While working on a few recent projects I kept hearing the term MVP – or Minimum Viable Product. Although it was a new term for me, it made sense… get something built quickly and put it out in the world to test it. It’s a kind-of life-in-beta approach. Get stuff into users hands, to see what works and what people like.
But every time I heard someone say MVP, my heart sank. I’d see project managers making sure milestones were met, and lots of testing to see what features users wanted or used. I’d envision results that felt like Microsoft productivity tools or enterprise software. Something functional and utilitarian, but not very exciting… a little bleak. And I’d wonder, Why are we putting in so much effort to make something like that?
Talking about this with a friend, I was told about an alternate term: Minimal Awesome Product, or MAP. It may, at first, sound a little cheerlead-y. But I think it captures a truth: that in a crowded marketplace, if you can’t capture your audience’s attention they’re not going to use your product.
As an approach, MAP is beginning to get some attention. Evan Doll discussed how they use it at Flipboard to develop products that exceed customer expectations. Startup Blender’s Adam Berrey agrees, “viable” isn’t very compelling. “Using a merely viable product is like visiting someone in an intensive care unit. They’re alive, but not fun to spend time with.”

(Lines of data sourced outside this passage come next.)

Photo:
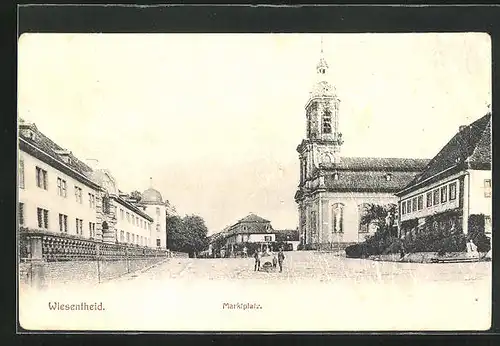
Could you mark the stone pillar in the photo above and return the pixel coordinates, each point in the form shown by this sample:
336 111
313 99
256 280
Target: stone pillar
37 263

Although they may not actually say “MAP,” Inc’s Mark Kawano writes about how Apple regularly will push product deadlines so that they’re able to release something that will excite their customers. He believes that there’s a shift away from MVP because it too quickly becomes “moving too quickly” – never the best way to make something great. Even Facebook has apparently stopped using its internal slogan “Move fast and break things.”
The newly announced Apple Watch is a great example of an MAP. It has some aspect of Minimal – it’s still a work in progress & we don’t really know what it’ll be like. But it also has plenty of Awesome… the heartbeat, drawing chat, etc. are features that capture the imagination and get people excited. The original iPhone was no different – it didn’t have all the features we have come to expect from today’s models, but its combination of phone, internet, and music was cool and new.
Awesome is a way to get customers excited. A product that excites customers will be adopted faster, get better word of mouth, and have higher satisfaction. And excited customers will be more likely to adopt new behaviors around the product. Awesome encourages success.
Awesome also acknowledges the incredible amount of work that’s goes into a projects. It builds pride in the making.
Like all terms, it has the potential to be overused. This New York Magazine article is a great read about how trendy tech words like “delightful” and “frictionless” have been rendered meaningless.
But changing terminology can make a big difference in the culture. And using MAP in product development may help move the mindset from internal development cycles to a user-centered model. And that’s important.